# lim$_{m , n \to \infty} S(n,m)$ exists but iterated limits do not.

$$S(n,m)$$ is a double sequence. Can anyone give me an example where lim$$_{m , n \to \infty} S(n,m)$$ exists but lim$$_{n \to \infty}$$( lim$$_{m \to \infty} S(n,m)$$) , lim$$_{m \to \infty}$$( lim$$_{n \to \infty} S(n,m)$$) do not?

My Attempt: I thought of an example.

$$S(1 ,m) =m$$, $$S(n , 1) =n$$,

$$S(n,m) = 1$$ otherwise.

But this does not seem to be a good example . As we ignore the first row and first column , two iterated limits exist. I want an example where lim$$_{m \to \infty} S(n,m)$$ , lim$$_{n \to \infty} S(n,m)$$ will not exist for infinitely many $$n$$ and $$m$$ respectively.

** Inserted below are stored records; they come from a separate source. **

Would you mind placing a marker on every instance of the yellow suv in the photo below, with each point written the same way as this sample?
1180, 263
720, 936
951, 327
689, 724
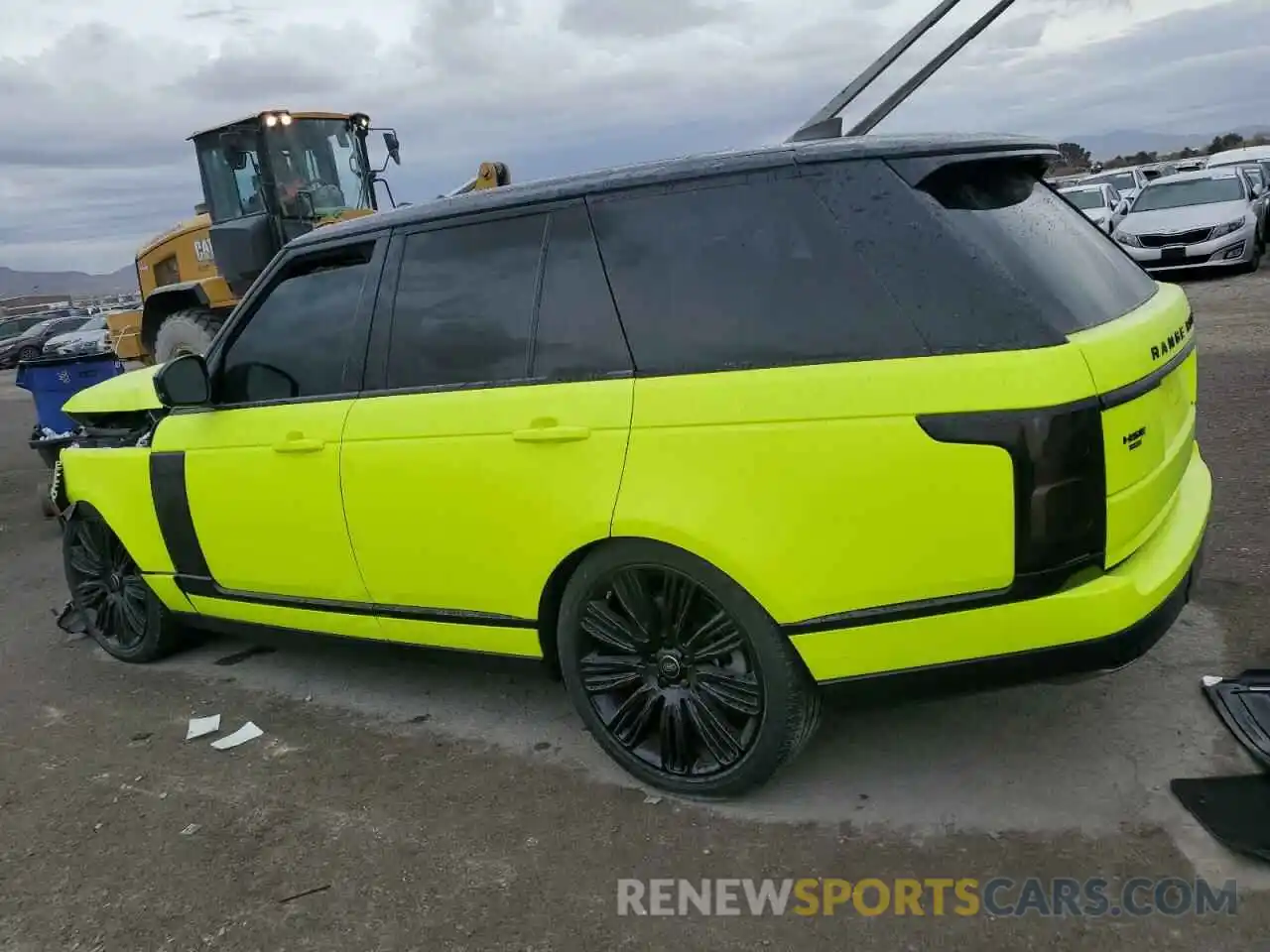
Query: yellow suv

You had the example $$\frac {(-1)^ m}{n}$$, showing that one of the iterated limits did not exist. Using that we can make an example where both iterated limits fail: $$\frac {(-1)^ m}{n} + \frac {(-1)^ n}{m}$$ The idea is that $$\lim_{m, n\to\infty}$$ looks at the whole region of the plane containing the points $$(m, n)$$ with $$m, n>N$$ for increasing $$N$$, and seing whether they all eventually look similar under $$S$$. In this case, all elements have absolute value below $$\frac2N$$. The iterated limits, on the other hand, take limits along vertical lines in the plane (or horizontal, depending on the lmit order), and then looks at those limits as you take lines further and further from the origin. None of these lines have a limit, so the resulting limit does not exist.